The sky was a hazy greenish blue, and the stillness of the air made the morning seem warmer than it probably was as he headed down the street toward the center of Land’s End. The avenue seemed more deserted than normal, and usually it was more crowded on sixday.
As Rahl neared Clyndal’s shop, just south of the chandlery, he could see two Council Guards standing post on the porch of the chandlery. The shutters remained closed, and the front door was chained shut. Rahl couldn’t help but wonder what had happened to Fahla and Faseyn, although he wasn’t about to ask the Guards.

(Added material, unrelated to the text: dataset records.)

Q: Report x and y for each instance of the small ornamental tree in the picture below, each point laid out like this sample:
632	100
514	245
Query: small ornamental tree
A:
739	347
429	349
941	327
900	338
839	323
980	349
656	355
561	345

He opened the door to the alchemy shop and stepped inside. The air smelled of all sorts of odors that shifted as he stepped toward the counter set directly facing the door, less than four cubits back. Clyndal turned from the workbench and moved to the counter. His face was lined, and his gray hair thin. His water green eyes smiled with his mouth. “Young Rahl, I thought your father might send you. What I have here is in a leather folder, but if he could copy it, and then bind both, I’d be much obliged. I’d pay for the extra binding, you understand. He said a plain binding would be a gold.”
“I can’t offer a price, ser,” Rahl said with a smile. “Not when he’s already talked with you.”
“Smart son.” Clyndal handed the stained thick leather folder to Rahl. “Be most careful.”
“That I will, ser.” Rahl paused, then asked, “I see that the chandlery is locked and guarded…”
“Aye. The magisters came with the Council Guards late last night. The magisters left, but the Guards have remained. I’ve heard not a word as to why, but…”
Rahl waited.
“…I’ve been wondering about their prices. Hostalyn was a tight man, but he never wanted to charge two coppers when one or one and a split would do. This Kehlyrt, he charged even less, and I’d be wondering where he got his goods, especially after the Council notice.”
“About the Jeranyi and the pirates?”
“Exactly my thought, young Rahl. Exactly my thought.”
“What did they do with the factor and his family?”
“Heard that he was a widower, but what happened to him and the girl and boy…you’d have to be asking the magisters. The place was like as to now when the sun rose this morning.”
“I suppose we’ll find out in time,” observed Rahl, offering a pleasant expression he didn’t feel. He lifted the heavy folder. “We’ll get this back to you, with both books bound, as soon as we can.”
“That’d be good. You don’t know as your father wants any more of the good iron-brimstone, would you?”
“I’d judge he will in another eightday.”
“I’ll make sure to have some.”
The door opened behind Rahl. He turned to see Hyelsen entering.
“Clyndal! Has that shipment of cuprite arrived yet?”
“No, ser. I’m expecting the wagon any day.”
“We need that to soak the planks and timbers for the next one. Without that, the oak’s just food for the shipworms.”
“I know that, ser, but it comes from Worrak, and I can’t make ’em sail any faster.”